Críticas a la OTAN y la ofensiva contra Irán
Trump expresó su malestar tras confirmar que la mayoría de los socios de la Alianza Atlántica informaron que no desean involucrarse directamente en las operaciones militares contra el régimen iraní. Según el presidente estadounidense, aunque estos países coinciden en que no se puede permitir que Irán posea armas nucleares, se han negado a aportar soporte operativo en el terreno.
«No me sorprende su postura», señaló Trump, recordando la millonaria inversión que Estados Unidos realiza anualmente para sostener la estructura de defensa de estos países. Para el mandatario, la reticencia de sus aliados históricos es una muestra de falta de reciprocidad ante la protección que Washington les brinda de manera sostenida.
Un mensaje de autosuficiencia militar
A pesar del desplante diplomático, el presidente norteamericano se mostró triunfalista respecto al poderío de sus fuerzas armadas. Aseguró que la capacidad militar de Irán —incluyendo su armada, fuerza aérea y sistemas de defensa— ha sido prácticamente neutralizada. «Hemos diezmado al ejército iraní para que nunca más nos amenacen a nosotros ni al mundo», afirmó con contundencia.

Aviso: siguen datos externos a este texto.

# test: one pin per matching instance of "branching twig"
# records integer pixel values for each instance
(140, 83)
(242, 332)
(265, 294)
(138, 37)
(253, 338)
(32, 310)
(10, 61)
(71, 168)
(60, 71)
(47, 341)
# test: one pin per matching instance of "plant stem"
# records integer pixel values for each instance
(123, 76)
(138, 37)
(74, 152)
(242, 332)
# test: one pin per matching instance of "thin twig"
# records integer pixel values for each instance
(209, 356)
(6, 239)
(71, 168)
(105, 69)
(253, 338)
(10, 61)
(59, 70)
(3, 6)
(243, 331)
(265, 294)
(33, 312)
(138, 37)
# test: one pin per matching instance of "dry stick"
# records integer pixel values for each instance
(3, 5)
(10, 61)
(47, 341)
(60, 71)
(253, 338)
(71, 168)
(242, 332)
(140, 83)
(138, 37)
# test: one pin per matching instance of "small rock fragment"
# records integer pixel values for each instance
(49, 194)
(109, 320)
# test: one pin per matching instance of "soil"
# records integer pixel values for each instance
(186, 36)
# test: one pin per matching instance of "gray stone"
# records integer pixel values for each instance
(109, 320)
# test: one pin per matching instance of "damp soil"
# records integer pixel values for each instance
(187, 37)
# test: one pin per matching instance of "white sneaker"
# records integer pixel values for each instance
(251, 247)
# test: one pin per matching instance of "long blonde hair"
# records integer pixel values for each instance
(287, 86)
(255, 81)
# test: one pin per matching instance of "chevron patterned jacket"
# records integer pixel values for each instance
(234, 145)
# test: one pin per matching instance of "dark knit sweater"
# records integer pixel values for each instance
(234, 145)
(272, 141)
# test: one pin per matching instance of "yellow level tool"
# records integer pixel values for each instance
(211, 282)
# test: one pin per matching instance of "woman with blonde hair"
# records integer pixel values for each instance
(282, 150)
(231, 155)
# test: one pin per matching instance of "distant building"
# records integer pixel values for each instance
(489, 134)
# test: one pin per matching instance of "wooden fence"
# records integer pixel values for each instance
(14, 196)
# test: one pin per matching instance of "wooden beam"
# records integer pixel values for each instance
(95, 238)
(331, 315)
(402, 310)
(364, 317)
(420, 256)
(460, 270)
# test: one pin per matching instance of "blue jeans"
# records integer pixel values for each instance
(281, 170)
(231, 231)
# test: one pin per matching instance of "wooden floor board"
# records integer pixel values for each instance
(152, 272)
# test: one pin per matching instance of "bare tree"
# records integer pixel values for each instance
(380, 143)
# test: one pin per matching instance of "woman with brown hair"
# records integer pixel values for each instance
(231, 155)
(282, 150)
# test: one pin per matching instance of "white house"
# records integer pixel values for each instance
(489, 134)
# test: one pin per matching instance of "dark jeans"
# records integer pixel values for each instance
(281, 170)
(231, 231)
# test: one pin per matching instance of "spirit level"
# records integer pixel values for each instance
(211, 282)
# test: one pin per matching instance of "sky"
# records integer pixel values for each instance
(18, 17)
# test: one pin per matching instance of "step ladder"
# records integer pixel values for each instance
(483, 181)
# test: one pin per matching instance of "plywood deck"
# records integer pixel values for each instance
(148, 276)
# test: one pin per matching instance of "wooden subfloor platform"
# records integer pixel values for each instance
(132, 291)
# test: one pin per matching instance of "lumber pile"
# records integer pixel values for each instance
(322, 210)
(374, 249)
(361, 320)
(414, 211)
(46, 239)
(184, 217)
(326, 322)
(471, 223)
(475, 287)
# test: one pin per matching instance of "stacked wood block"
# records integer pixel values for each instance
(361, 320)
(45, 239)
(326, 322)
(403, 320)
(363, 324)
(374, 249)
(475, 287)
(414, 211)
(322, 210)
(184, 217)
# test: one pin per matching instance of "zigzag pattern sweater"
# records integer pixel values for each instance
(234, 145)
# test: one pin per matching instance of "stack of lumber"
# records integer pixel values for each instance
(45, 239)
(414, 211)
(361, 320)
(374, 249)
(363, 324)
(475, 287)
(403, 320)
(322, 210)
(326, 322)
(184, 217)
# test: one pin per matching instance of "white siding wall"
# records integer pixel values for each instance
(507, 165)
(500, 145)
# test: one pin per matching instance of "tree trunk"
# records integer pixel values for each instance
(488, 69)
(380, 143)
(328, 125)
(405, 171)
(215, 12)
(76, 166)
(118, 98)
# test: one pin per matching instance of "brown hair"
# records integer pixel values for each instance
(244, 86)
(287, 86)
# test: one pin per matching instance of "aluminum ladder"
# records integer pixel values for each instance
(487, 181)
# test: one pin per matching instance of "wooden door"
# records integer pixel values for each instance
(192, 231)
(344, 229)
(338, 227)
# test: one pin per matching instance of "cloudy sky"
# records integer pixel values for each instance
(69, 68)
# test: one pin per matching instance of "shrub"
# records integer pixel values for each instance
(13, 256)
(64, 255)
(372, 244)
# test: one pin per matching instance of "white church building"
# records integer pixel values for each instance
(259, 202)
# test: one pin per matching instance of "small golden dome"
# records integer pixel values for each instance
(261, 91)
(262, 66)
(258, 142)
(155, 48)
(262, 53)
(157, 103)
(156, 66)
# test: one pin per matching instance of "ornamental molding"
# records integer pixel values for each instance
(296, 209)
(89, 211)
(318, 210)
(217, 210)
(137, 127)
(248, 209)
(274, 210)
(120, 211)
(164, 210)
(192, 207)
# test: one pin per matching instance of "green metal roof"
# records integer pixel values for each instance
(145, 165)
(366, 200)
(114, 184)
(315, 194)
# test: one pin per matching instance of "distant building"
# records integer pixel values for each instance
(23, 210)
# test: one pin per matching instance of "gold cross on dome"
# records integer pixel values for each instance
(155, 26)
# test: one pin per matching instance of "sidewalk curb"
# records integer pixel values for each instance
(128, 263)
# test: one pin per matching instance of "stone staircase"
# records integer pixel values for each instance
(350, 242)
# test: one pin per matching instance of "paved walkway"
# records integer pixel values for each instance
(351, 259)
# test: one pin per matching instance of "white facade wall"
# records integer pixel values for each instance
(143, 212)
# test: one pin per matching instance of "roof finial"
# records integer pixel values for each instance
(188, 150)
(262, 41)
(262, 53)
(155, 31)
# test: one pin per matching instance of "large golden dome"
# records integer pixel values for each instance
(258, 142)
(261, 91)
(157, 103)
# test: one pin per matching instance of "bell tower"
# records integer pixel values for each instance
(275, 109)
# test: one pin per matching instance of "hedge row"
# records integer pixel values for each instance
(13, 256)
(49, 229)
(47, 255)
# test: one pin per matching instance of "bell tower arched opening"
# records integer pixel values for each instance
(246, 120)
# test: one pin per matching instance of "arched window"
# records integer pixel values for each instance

Finalmente, Trump cerró su mensaje reafirmando una postura de aislamiento estratégico: «Debido a nuestro éxito militar, ya no necesitamos ni deseamos la ayuda de los países de la OTAN; ¡nunca la hemos necesitado!». Con estas definiciones, el mandatario deja en claro que la política exterior de su gestión seguirá priorizando el accionar unilateral frente a lo que considera una falta de colaboración de sus socios tradicionales en Asia y Europa.